日本農業新聞 9月8日(木)7時0分配信

 台風10号の大雨と暴風により、北海道で収穫時期を迎えているスイートコーンが打撃を受けている。芽室町では、缶詰や冷凍食品を製造する日本罐詰の十勝工場に土砂が流入し、操業を停止。ほ場で無事だったスイートコーンも出荷できない状況が続く。農家は収穫遅れによる品質への影響を懸念しており、工場側は道や町などと連携して復旧作業を急いでいる。

 台風10号の暴風や大雨により、同町では小麦の刈り取り後の圃場が流失したり、スイートコーンが倒伏したりする被害が発生した。同町の奥村稔さん(71)が貸す小麦圃場は、河川の氾濫で約20アールの表土が削り取られ、部分的に深さ1メートルに及ぶ。奥村さんは「(元に戻すには)どうすればいいか見当もつかない。来年の営農に差し支えないようにしてほしい」と訴える。

 スイートコーンを4ヘクタール栽培する堀井弘己さん(64)は「今年は他の作物の作柄も悪く、踏んだり蹴ったりだ」とため息をつく。工場とは8日に収穫する取り決めだったが、工場が操業停止で収穫の見通しが立たない。

 適期はあと2、3日とみており、それを過ぎると畑にすき込むしかないという。堀井さんは「手塩にかけて作ってきたが、全て駄目になりそうだ」と落胆する。

 日本罐詰と契約する生産者は800戸。スイートコーンの契約面積は2500ヘクタールで、全契約面積の7割を占める。台風上陸前に集荷したのはおよそ500ヘクタール分にとどまり、8割の畑では集荷できていない。

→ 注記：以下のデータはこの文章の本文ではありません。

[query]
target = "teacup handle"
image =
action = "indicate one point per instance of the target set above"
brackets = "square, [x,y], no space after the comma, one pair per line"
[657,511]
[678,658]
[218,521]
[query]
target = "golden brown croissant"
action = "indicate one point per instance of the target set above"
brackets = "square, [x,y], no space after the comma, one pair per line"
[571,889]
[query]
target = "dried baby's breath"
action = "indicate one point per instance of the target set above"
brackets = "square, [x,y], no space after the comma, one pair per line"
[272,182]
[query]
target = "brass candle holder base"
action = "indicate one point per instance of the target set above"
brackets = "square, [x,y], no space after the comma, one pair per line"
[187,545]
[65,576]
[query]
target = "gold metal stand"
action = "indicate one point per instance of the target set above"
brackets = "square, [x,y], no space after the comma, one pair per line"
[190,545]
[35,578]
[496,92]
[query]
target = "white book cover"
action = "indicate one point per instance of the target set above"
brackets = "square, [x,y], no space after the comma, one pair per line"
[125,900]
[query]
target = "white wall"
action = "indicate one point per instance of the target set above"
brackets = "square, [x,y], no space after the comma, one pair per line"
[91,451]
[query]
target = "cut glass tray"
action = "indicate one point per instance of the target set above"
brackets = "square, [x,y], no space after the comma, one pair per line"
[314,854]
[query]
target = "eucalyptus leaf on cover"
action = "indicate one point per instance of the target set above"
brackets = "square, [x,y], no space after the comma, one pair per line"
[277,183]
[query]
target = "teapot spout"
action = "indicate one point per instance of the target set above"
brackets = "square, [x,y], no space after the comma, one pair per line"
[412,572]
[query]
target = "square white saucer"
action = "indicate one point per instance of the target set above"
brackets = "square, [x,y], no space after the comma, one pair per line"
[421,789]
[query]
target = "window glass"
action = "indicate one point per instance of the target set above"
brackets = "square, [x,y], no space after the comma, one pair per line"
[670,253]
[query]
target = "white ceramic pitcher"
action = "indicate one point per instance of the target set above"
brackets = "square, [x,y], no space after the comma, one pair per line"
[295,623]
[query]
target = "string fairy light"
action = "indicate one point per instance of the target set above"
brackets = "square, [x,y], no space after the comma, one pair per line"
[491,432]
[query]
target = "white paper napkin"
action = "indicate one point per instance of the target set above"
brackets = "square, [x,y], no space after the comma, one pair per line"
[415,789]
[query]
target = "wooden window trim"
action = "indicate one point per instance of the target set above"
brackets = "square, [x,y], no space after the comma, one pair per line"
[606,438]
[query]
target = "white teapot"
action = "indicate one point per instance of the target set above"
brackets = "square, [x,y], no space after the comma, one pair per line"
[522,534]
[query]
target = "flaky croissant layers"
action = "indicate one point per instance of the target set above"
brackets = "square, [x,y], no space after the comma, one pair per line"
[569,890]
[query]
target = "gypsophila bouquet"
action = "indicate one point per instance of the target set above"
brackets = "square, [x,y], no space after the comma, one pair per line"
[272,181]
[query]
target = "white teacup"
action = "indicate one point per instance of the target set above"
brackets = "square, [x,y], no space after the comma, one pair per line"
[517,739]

 復旧には時間がかかる見通し。河川の氾濫で流入した土砂の撤去作業を進めているものの、工場敷地内に部分的にまだ60センチの土砂が残る。五つある工場のうち三つは手がつけられていない。同社の高岡隆社長は「必ず復旧させる。一日も早い復旧を目指して社員一同頑張る」と奮起する。